The night the music changed everything
At 22, she walked into a performance alone.
A faculty mentor had urged her to go. Onstage, Steve Reich and the musicians performed Music for 18 Musicians. The audience held its breath. When the final sustained note dissolved into silence, there was a collective gasp.
In the parking lot, she saw a flash of light so brilliant it felt like daylight. She searched the next morning’s Los Angeles Times for news of an astronomical event. There was none.
“I think something happened in my brain,” she says. “I know it was the music.”
That moment has shaped a lifetime.
Sharon Kagan began attending performances as an undergraduate, drawn by student ticket prices that made risk possible. “Most of the performances I buy tickets for, I have no idea what I will be seeing,” she laughs. “With reasonable prices, I can go for it.”

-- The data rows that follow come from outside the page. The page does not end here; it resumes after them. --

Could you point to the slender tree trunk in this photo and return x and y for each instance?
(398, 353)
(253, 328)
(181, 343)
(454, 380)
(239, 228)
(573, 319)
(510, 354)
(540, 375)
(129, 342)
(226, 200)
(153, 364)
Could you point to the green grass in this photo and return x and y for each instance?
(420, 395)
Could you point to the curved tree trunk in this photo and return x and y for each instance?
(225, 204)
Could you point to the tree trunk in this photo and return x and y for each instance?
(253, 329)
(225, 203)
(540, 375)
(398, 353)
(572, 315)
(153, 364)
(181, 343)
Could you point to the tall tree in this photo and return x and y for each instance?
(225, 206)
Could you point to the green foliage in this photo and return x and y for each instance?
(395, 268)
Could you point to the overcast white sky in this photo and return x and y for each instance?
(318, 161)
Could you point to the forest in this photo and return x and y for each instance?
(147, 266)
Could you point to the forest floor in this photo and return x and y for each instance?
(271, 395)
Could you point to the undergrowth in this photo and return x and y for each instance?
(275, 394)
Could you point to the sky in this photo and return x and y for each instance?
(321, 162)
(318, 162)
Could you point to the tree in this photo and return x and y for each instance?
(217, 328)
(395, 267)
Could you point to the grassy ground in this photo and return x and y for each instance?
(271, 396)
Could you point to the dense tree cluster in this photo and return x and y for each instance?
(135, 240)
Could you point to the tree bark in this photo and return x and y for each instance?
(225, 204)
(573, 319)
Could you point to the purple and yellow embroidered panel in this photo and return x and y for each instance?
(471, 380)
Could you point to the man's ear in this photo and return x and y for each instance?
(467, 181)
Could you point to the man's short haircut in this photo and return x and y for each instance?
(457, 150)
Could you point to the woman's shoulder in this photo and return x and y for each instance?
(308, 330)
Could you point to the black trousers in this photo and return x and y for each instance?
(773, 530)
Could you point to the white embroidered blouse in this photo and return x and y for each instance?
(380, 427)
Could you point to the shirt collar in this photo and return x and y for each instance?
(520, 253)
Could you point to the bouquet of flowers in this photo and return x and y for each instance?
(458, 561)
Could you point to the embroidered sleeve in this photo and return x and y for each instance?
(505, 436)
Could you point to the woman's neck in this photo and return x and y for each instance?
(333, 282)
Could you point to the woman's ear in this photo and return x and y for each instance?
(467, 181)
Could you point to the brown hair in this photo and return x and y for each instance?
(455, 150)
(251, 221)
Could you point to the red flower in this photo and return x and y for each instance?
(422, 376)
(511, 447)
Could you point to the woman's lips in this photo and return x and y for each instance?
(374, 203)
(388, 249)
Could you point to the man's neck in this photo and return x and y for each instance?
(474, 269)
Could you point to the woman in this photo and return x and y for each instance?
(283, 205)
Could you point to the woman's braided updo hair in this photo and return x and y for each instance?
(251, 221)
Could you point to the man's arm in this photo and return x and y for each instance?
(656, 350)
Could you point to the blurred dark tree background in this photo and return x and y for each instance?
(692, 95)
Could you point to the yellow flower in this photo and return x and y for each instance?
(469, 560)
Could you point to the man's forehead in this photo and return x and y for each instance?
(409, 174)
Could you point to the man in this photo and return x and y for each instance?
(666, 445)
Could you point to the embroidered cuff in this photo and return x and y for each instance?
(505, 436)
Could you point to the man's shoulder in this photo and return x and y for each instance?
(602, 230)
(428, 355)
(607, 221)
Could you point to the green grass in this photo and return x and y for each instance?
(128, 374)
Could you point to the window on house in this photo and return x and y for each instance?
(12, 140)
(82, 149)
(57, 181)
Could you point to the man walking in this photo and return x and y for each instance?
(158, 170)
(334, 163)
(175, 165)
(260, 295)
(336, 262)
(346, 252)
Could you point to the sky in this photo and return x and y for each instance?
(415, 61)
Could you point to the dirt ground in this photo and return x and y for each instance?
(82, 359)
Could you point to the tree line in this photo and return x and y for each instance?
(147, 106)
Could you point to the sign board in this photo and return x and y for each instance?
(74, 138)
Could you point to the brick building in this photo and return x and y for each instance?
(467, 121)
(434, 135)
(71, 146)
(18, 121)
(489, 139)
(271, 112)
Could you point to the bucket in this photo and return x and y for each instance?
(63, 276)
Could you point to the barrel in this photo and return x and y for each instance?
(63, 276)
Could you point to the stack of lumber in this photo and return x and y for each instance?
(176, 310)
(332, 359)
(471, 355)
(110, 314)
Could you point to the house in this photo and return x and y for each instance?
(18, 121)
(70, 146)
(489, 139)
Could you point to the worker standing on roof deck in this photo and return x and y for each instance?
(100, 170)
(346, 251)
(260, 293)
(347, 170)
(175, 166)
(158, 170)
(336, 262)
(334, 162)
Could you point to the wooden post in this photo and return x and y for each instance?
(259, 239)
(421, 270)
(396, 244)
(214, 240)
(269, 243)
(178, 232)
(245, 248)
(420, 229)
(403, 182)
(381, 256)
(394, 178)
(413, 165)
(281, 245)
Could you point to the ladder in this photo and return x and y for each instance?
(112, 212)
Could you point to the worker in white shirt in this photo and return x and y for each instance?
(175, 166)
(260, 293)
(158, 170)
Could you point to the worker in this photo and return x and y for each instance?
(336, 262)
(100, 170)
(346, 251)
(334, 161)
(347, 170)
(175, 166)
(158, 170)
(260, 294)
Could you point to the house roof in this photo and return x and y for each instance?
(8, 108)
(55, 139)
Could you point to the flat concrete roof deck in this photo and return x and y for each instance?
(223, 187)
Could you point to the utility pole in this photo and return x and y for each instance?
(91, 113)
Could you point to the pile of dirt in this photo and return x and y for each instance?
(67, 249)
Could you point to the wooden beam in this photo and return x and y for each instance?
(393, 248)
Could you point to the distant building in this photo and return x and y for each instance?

That spirit of curiosity still defines her relationship to CAP UCLA. What keeps her coming back isn’t just artistic excellence — it’s trust. “Edgar has curated far more innovative events at The Nimoy than any other venue in the city.”
Since 2018, she and her husband, both visual artists, have become devoted members. “We consider CAP UCLA a cultural treasure,” she shares. “Especially now, as the arts are under attack, it’s essential that we support them.”
For her, membership is a declaration: that art matters, that risk matters, that community matters.